Research and development investment is founded on the simple principle that one needs money to make money. Germany has established 69 Fraunhofer institutes since 1973, continuously co-funded by government and corporations at $2.43 billion annually. This is a shining model for investing in manufacturing research and workforce development. Similar models have been established in Singapore (A*Star) and Taiwan (ITRI).

Between 2012 and 2017, the U.S. has established 14 manufacturing institutes in areas ranging from 3D printing and digital manufacturing to fabric manufacturing. Each one has about $25 million per year for five years of federal funding and matched with state, corporate and university funding.

Recently the 2016 Global Manufacturing Competitiveness Index  developed by Deloitte Touche Tohmatsu Limited and the Council on Competitiveness ranked the U.S. as the second following China. The same study ranked United States as 4th in 2010 and 3rd in 2013, and projected that the U.S. will take the lead in 2020.

It is a cliché that Rome wasn’t built in a day.

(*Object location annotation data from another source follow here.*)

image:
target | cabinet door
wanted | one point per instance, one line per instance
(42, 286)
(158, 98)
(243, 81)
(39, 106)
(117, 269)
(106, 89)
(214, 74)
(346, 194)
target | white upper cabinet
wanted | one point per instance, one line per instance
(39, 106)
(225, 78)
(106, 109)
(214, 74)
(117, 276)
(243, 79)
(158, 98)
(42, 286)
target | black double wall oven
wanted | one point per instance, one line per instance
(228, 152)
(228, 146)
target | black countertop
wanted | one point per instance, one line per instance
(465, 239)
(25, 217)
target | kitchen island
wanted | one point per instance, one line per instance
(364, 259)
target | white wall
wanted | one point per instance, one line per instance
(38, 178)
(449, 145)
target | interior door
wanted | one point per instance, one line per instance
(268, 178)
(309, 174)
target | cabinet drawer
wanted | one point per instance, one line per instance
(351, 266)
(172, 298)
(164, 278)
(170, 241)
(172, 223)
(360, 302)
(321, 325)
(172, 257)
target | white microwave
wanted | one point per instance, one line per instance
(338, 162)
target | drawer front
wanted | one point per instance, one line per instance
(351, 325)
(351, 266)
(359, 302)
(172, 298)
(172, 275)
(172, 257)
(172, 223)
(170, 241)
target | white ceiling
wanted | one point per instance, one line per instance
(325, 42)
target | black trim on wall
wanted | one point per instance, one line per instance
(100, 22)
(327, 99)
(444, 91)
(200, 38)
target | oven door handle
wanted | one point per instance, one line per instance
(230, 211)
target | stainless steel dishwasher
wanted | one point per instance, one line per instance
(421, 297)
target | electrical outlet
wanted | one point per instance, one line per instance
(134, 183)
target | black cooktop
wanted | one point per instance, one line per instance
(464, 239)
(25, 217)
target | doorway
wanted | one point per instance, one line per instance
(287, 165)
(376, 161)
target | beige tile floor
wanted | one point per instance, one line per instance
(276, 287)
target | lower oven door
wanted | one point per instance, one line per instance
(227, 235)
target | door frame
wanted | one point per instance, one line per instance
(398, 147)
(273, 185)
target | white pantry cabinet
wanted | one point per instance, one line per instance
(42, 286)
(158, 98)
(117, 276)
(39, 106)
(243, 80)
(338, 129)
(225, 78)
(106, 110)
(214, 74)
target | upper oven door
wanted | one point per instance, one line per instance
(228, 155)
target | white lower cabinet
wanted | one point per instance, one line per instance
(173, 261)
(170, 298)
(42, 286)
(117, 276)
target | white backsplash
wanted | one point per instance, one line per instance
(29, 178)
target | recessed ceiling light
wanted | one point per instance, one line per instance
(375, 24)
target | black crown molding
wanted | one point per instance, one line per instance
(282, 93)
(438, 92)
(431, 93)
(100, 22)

But to have a solid foundation for our competitiveness, leaders in manufacturing in this country need to start with re-building our solid base in basic tools, machinery, all supported by a long term investment strategy.  

Instead of purely blaming on other trade partners for being “not fair” or “not open” during his trip to Asia, President Trump could have sought this opportunity to openly ask for others’ investment plan on research and development in the area of manufacturing and specifically machine tools.

Building up our own strength and foundation will carry us a long way and create a friendly, but competitive environment that both us and partners can enjoy.

Jian Cao, Ph.D., is Cardiss Collins professor of mechanical engineering, Director of Northwestern Initiative on Manufacturing Science and Innovation, and Associate Vice President for Research at Northwestern University, and a Public Voices Fellow through The OpEd Project.